Keberadaan awal media sosial tersebut mampu meningkatkan minat buku fisik. Ini tentu menjadi pertanda baik, karena ia bisa merangsang dan dapat membuat industri buku cetak lebih ramai daripada ebook yang pernah dikhawatirkan dapat mengikis pasar buku konvensional.

“Di media sosial seperti Facebook banyak muncul grup-grup komunnitas sastra yang menampilkan karya-karya sastra dan selanjutnya dikumpulkan menjadi buku,” Nanang melanjutkan pemaparannya.

Menyambung materi pada Ceramah Literasi JOGLITFEST 2019 ini, Ahda Imran menjabarkan bahwa dunia maya, dunia virtual, ataupun dunia digital sebenarnya tetap menjadi bagian dari dunia nyata, dan bahkan saling mempengaruhi.
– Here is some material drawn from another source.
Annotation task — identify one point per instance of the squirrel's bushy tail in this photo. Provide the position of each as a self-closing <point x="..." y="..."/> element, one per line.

Dengan begitu, ukuran baik-buruknya suatu karya memang bukan lagi merupakan satu persoalan yang harus ditanggapi secara serius.

Berlatarbelakang bukan sebuah masalah mengenai baik-buruknya satu karya di zaman digital ini, maka Ahda Imran menjadi menyayangkan, karena di dunia maya, karya sastra lebih diukur dari menarik atau tidaknya. Dia mengungkapkan bahwa dengan cara seperti ini, maka dunia maya masih sangat bisa dikatakan sebagai dunia yang mengutamakan kemasan. Itu menjadi perihal kedua yang patut disayangkan, terutama ketika kita ingat bahwa pada kenyataannya batas antara dunia maya dan dunia nyata sangat tipis. Bahkan hampir tidak ada.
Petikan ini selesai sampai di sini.